Arkansas native Effron White’s vocal style has been compared to that of Bob Dylan, Tom Waits, and John Prine.

That’s like saying “He sounds as if he’s got strep throat, lung cancer, and tuberculosis all at once.” But don’t give the dude a lozenge. His jagged vocals are the perfect icing for his Americana country-blues music. Dylanesque croaking, earthy subject matter, and quality musicianship make White’s third self-released album, Paradiso Loco, a keeper and reason enough to check out his Fort Worth debut and c.d. release this weekend.

Recorded in Austin, the album utilizes tasty Texas musicians such as guitarist John Inmon and drummer Paul Pearcey, and White revels in their company. Only one song goes splat, a maudlin homage to the Lone Star State, “Texas Heaven.” Most are pleasurable, though, and a few are absorbing. The album flows with a nice groove and thought-provoking lyrical slices, especially when he sprinkles colors into his descriptions: “hair down her back like a red waterfall,” “tears I’m crying in the blue light of our tv,” “as I look out this black window.” In “Misery’s Mystique,” he ponders the artist’s life of embracing desolation in exchange for lassoing a muse. “You unravel every truth that lies beneath, deeper than skin, sharper than teeth.”
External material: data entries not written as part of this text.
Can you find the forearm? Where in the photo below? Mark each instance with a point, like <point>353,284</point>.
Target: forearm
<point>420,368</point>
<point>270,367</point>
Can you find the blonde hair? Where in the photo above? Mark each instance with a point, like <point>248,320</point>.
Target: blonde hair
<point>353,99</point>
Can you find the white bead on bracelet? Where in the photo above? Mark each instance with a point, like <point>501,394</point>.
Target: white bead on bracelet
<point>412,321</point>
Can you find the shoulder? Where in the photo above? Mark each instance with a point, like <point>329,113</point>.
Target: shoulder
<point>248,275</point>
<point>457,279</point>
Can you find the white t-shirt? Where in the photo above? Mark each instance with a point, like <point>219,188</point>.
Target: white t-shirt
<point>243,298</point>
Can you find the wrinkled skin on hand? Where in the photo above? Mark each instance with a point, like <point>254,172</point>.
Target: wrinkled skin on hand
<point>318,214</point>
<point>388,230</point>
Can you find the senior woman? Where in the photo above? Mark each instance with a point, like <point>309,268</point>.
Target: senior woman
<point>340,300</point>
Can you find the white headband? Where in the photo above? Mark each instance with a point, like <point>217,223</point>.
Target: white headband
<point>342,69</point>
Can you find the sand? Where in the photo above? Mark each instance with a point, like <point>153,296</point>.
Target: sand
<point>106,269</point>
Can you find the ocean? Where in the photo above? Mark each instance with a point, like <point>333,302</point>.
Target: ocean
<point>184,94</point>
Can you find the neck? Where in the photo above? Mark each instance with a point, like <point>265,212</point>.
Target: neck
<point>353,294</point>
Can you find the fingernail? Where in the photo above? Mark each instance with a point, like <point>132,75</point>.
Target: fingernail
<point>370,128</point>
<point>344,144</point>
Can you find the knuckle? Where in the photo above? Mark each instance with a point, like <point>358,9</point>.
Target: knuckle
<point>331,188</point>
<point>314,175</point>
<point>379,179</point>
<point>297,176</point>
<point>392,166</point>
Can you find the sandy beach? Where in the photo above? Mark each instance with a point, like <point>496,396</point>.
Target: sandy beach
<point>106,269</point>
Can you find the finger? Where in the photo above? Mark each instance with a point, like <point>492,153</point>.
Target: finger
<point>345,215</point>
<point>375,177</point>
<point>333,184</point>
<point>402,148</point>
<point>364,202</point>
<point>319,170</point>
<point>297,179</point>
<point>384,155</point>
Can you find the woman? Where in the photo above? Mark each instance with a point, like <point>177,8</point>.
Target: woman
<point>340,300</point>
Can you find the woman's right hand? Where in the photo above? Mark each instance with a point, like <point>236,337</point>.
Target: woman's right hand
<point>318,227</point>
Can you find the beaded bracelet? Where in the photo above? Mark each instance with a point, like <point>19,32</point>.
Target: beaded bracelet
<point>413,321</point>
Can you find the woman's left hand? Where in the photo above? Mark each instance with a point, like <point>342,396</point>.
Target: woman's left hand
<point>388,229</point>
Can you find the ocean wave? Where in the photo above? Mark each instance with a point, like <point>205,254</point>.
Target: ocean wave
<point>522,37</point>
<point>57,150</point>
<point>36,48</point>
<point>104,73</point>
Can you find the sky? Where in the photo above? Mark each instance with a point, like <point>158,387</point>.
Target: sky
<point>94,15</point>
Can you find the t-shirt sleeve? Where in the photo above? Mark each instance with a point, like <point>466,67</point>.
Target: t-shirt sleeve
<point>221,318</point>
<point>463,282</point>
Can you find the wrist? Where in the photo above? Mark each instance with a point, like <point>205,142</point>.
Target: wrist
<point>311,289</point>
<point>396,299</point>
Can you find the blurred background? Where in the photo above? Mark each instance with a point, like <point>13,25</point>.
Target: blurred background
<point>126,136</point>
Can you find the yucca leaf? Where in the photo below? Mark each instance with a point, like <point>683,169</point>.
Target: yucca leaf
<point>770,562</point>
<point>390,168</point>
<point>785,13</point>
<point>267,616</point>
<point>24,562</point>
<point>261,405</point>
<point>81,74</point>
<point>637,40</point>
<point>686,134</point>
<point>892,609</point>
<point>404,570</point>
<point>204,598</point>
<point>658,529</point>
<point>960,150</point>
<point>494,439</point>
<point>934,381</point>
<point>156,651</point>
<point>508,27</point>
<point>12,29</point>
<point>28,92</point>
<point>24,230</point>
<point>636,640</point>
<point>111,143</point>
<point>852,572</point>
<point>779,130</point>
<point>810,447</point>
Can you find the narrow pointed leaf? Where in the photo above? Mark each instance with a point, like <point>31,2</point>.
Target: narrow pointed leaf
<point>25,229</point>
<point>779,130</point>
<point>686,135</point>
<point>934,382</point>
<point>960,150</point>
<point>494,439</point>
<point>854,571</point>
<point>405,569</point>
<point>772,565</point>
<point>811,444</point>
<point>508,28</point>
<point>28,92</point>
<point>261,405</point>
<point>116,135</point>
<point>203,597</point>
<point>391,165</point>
White earned the Kerrville New Folk Award in 2004, putting him in exclusive company, along with Lyle Lovett, Robert Earl Keen Jr., James McMurtry, Darden Smith, and several other great singer-songwriters. He’s got a ways to go before he’s truly in those guys’ class, but Paradiso Loco is a step in that direction.


Fri w/Annie Benjamin at McDavid Studio, 301 E 5th St, FW. 817-212-4280.